Has anyone made an adapter like this yet? Obviously shifting would require a lens with a larger image circle, but would you be able to get away with just a tilt adapter with normal EF lenses, or do you still need the larger image circle even to just tilt a lens?


----------



## neuroanatomist (Sep 30, 2019)

Kit Lens Jockey said:


> Has anyone made an adapter like this yet? Obviously shifting would require a lens with a larger image circle, but would you be able to get away with just a tilt adapter with normal EF lenses, or do you still need the larger image circle even to just tilt a lens?


A tilt adapter would also require the lens to have a larger image circle than required to just cover the sensor (and it’s progressive, the more tilt available, the larger the image circle needed to support it).

As a side note, unlike tilting the lens, tilting the image plane (e.g., view cameras with tilting backs) does not require a larger image circle.


----------



## SteveC (Sep 30, 2019)

neuroanatomist said:


> A tilt adapter would also require the lens to have a larger image circle than required to just cover the sensor (and it’s progressive, the more tilt available, the larger the image circle needed to support it).



If anyone doesn't see that this is the case, then think about what's happening: by tilting the lens, you are pivoting the center line of the image cone away from the center of the lens.

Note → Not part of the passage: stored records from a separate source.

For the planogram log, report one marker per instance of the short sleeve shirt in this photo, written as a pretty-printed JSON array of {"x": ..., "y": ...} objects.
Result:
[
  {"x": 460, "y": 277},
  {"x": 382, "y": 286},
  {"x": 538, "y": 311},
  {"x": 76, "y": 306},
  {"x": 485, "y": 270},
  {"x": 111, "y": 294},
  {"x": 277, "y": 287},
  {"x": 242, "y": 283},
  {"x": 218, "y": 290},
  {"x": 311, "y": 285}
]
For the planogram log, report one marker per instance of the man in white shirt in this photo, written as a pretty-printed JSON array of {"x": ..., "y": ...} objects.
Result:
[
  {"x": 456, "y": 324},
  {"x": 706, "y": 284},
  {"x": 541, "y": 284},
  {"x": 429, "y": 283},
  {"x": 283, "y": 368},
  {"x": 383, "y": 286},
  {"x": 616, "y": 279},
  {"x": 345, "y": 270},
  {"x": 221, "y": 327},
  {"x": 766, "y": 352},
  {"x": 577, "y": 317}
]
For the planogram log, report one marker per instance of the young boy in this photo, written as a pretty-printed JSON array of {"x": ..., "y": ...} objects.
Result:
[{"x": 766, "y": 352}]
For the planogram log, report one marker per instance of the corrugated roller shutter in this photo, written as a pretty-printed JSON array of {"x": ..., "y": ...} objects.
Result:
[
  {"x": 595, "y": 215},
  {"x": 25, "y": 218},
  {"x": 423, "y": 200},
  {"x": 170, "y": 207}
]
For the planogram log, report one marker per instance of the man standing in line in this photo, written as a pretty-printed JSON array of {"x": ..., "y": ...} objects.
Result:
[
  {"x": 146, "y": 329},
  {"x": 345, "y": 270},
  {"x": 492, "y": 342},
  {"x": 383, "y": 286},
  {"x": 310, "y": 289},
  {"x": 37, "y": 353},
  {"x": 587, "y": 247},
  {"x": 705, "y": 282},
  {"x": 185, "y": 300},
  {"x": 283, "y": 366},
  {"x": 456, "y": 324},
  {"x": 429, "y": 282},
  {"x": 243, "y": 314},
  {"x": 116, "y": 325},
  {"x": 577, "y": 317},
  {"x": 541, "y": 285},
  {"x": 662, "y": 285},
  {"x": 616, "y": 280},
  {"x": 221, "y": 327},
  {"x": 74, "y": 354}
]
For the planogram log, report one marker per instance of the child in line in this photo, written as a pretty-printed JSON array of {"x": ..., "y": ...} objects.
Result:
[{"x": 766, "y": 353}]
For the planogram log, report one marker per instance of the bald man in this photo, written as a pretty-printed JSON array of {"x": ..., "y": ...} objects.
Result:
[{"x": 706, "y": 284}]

So, since your sensor is no longer centered in the image cone, the image cone must be wider than otherwise, or the sensor won't be entirely within it.

It seems to me that this would be more readily doable with an EF lens on an EF to EF-M adapter, since the full-frame image is already considerably wider than the crop sensor.


----------



## Don Haines (Oct 1, 2019)

Yes, but you would only be able to use part of the sensor


----------



## LDS (Oct 1, 2019)

ColinJR said:


> Seeing as how most of Canon's TS-E lenses have a large enough image circle for the "medium format" sensor in the Fuji GFX,



Fuji "medium format" is just 43.8 x 32.9mm - I believe TS-E lenses would have much more issues with a "real medium format" 6x6 camera. Moreover the lenses support both tilt and shift, which requires a fairly larger circle, so using shift only may not bring the lens to the limits even with a little larger sensor.

You can easily measure the image circle of a lens, simply placing it at the correct distance and projecting a light source. I don't believe many normal lenses will have a circle large enough to justify an adapter - and even if they have, they might not be corrected enough.

There could be also mechanical issues, the adapter may need to rotate to set the direction of movements, and knobs must remain usable and don't interfere with the camera body. With the 24 TS about half of the lens barrel is dedicated to the movements.


----------



## heheapa (Nov 8, 2019)

Laowa Magic Shift Converter (MSC) - LAOWA Camera Lenses


Name Magic Shift Converter (MSC) Lens Structure 5 elements in 4 groups Focal Length Multiplier Increase by 1.4x Aperture Impact Reduce by 1-stop Focus Mode / Aperture control Manual Dimensions 69.6 x 44.1mm Weight about 360g Mounts (new) Canon EF-Canon RF / (new) Canon EF-Nikon Z / Canon EF-Sony...




www.venuslens.net





not sure if anyone aware of this. There is already EF to FE converter that does the shifting in the market and the result is amazing pleasant.

However, the issue is EF lens doesn't have the manual aperture control so the usefulness for EF lens on Sony FE is limited.

If Canon is able to come out such converter with aperture control then it will become a very interesting converter and should help to drive their wide angle lens sales also.


----------